Ortigia, 223 a.C. by Francesco Grasso

Ortigia, 223 a.C. by Francesco Grasso

autore:Francesco Grasso [Grasso, Francesco]
La lingua: ita
Format: epub
Tags: Gialli e Thriller, Narrativa storica, Italiano
ISBN: 9788863077841
editore: 0111 Edizioni
pubblicato: 2014-08-27T22:00:00+00:00


Non era ancora l’alba quando Ipsicle giunse a destarmi.

«In piedi, Dinostrato!» mi scosse.

«Cosa c’è questa volta, fratello?» protestai.

«Lo vedrai» tagliò corto lui. «Muoviti, non c’è molto tempo!»

Mi rassegnai a seguirlo. Per fortuna mi ero assopito con le vesti ancora indosso; Ipsicle mi concesse a stento il tempo di calzare i sandali. Raggiungemmo le Porte di Kamarina in gran fretta; rischiai seriamente di spezzarmi una gamba, correndo in quel modo alla sola luce della fiaccola.

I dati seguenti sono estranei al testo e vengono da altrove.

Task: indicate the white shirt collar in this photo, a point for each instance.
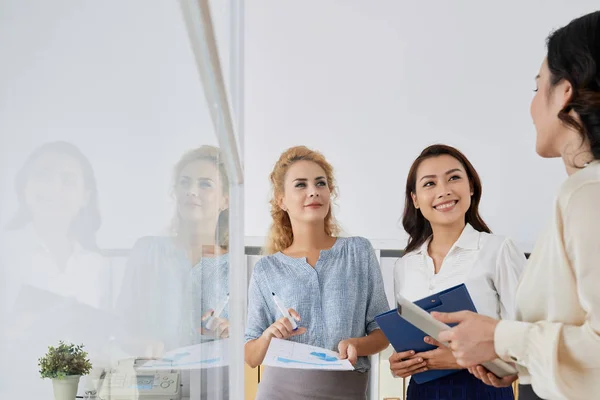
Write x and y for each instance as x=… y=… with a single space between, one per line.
x=468 y=240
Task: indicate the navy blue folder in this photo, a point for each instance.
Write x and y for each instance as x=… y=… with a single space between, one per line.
x=404 y=336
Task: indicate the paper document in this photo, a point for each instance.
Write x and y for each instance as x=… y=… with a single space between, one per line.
x=200 y=356
x=287 y=354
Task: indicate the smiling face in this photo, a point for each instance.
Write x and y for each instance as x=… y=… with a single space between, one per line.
x=443 y=191
x=306 y=196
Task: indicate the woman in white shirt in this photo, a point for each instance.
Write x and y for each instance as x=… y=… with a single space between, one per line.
x=555 y=339
x=449 y=244
x=53 y=274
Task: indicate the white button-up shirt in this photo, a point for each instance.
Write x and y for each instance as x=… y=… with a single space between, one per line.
x=489 y=265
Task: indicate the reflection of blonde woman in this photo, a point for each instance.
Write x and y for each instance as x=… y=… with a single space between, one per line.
x=332 y=284
x=156 y=293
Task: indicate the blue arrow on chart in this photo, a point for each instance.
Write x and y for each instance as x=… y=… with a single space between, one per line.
x=288 y=361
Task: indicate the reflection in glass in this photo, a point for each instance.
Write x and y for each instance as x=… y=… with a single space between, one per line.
x=174 y=283
x=53 y=274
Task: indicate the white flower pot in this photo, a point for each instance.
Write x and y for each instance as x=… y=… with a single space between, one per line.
x=66 y=388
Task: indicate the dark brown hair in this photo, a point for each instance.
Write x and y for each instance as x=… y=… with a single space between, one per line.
x=574 y=56
x=417 y=227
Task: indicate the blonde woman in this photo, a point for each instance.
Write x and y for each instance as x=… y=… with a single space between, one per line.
x=332 y=284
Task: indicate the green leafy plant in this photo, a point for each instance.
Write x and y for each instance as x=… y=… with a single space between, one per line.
x=63 y=360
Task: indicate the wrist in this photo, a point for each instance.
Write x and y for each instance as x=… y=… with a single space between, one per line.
x=355 y=343
x=266 y=337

Il temporale era molto vicino; il brontolio dei tuoni copriva ogni altro rumore, compreso - me ne resi conto con sorpresa, solo più tardi capii che si trattava di una scelta consapevole - il tintinnio delle armi e delle corazze dei guerrieri che marciando in formazione serrata superavano le Porte diretti verso le campagne.

Feci per chiedere spiegazioni, ma Ipsicle mi tappò risolutamente la bocca con una mano talmente lurida e odorosa di caprino che ebbi un urto di nausea.

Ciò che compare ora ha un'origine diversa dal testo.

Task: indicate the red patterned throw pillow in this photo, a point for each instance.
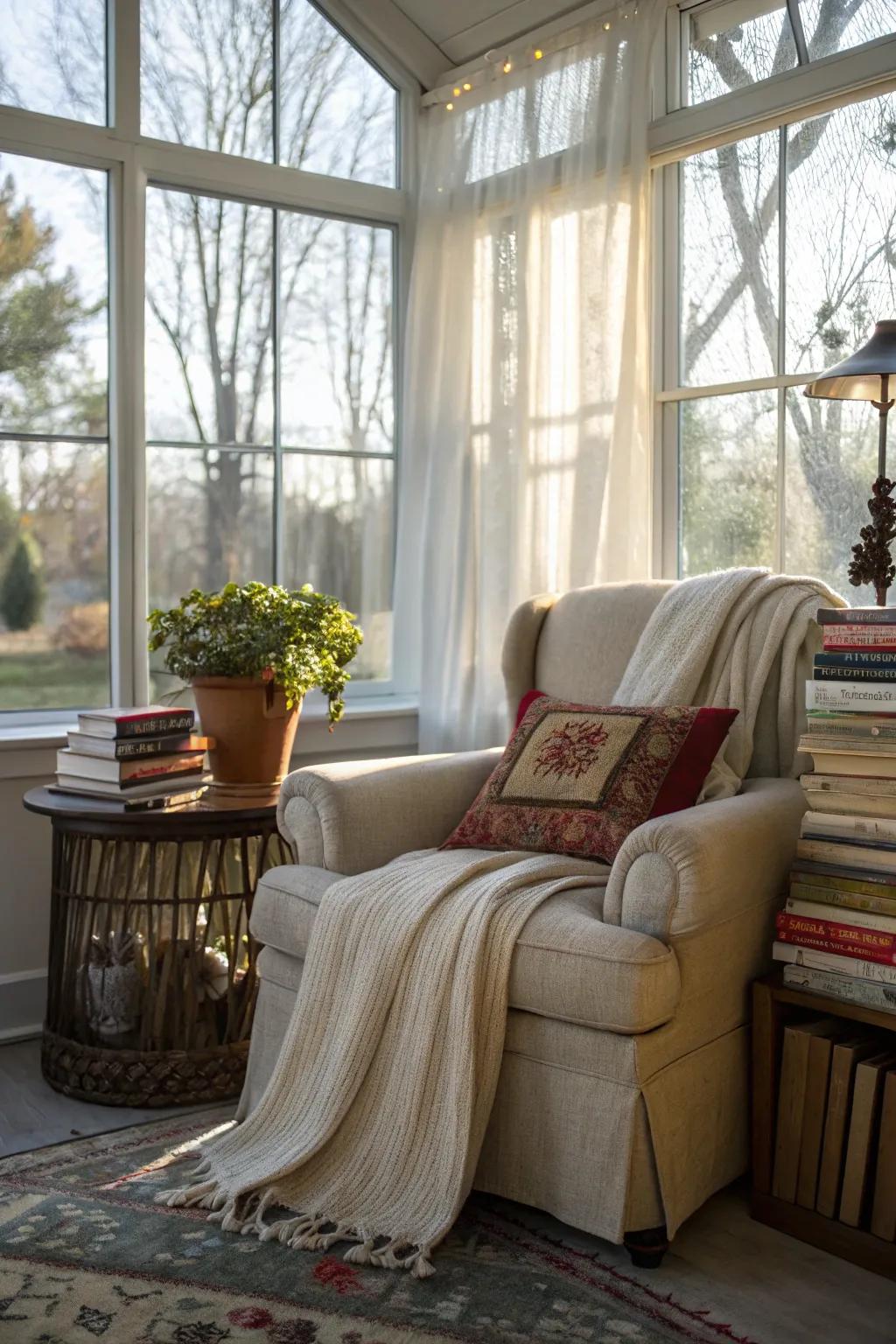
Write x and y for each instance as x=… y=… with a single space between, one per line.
x=578 y=779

«Meglio non farci vedere» sussurrò. «Saliamo sui bastioni.»

Acconsentii. C’inerpicammo sugli spalti, scrutammo oltre le mura. Le prime gocce di pioggia, gelide, mi sfiorarono il viso. Gli armati che avevo appena veduto, mi resi conto, erano solo gli ultimi di una lunga colonna che avanzando pesantemente si snodava verso l’orizzonte ammantato di tenebra. I fuochi del piccolo presidio romano ardevano contro lo sfondo nero delle colline.

Trasecolai che le sentinelle nemiche non stessero suonando i corni per mettere in allarme i loro compagni sul Ciane. Ipsicle sembrò intuire la mia perplessità, perché fece scorrere un dito sulla gola a simulare una lama.

«Ci hanno pensato i Topi» asserì. «Il contributo di Policasta al piano di battaglia.»

Inarcai un sopracciglio, scettico.

«Vuoi farmi credere che tu sai cos’ha in mente Ippocrate?»

«Per i Topi non ci sono segreti» si vantò Ipsicle.

Lo fissai indispettito. Lui mi fece attendere a lungo, insolente, con un fare da teatrante consumato.

«Prendono la pista delle colline, non vedi?» sussurrò alla fine. «Se riescono a tenere un passo sostenuto, giungeranno ad Akrai all’alba. Lassù riprenderanno le forze, si procureranno acqua e viveri, e a giorno fatto scenderanno in pianura dall’altra parte, ad Akrillai.»

Non capivo.

«Perché?»

«Ippocrate ha rivelato che da qualche tempo Marcello non si trova al campo d’assedio, bensì ad Akragas, scortato da parte delle sue truppe.»

«Ad Akragas?» ripetei.

«C’è una fazione contraria ai romani, lì» spiegò mio fratello «Ippocrate li ha fomentati per mesi, dice. Marcello è dovuto accorrere a rafforzare la guarnigione, o sarebbe scoppiata una rivolta. Ormai, però, il console sarà stato avvertito che a Siracusa è sbarcata una flotta cartaginese, perciò avrà certamente deciso di rientrare. Ippocrate intende sorprenderlo sulla via del ritorno. Ha definito il suo piano “una battaglia annibalica”. Suppongo voglia dire “un’imboscata”.»

Mi morsi le labbra, perplesso. Mi chiesi cosa, in quel cumulo di assurdità, costituisse effettivamente la strategia del nostro polemarca, e quanto fosse invece frutto delle millanterie di mio fratello.

Tornai a rivolgere l’attenzione al nostro esercito. Gli ultimi guerrieri della retroguardia stavano sfilando sotto i miei occhi. Gli opliti portavano lo scudo legato dietro alla schiena e gli schinieri alti al ginocchio, come si usava per le lunghe marce.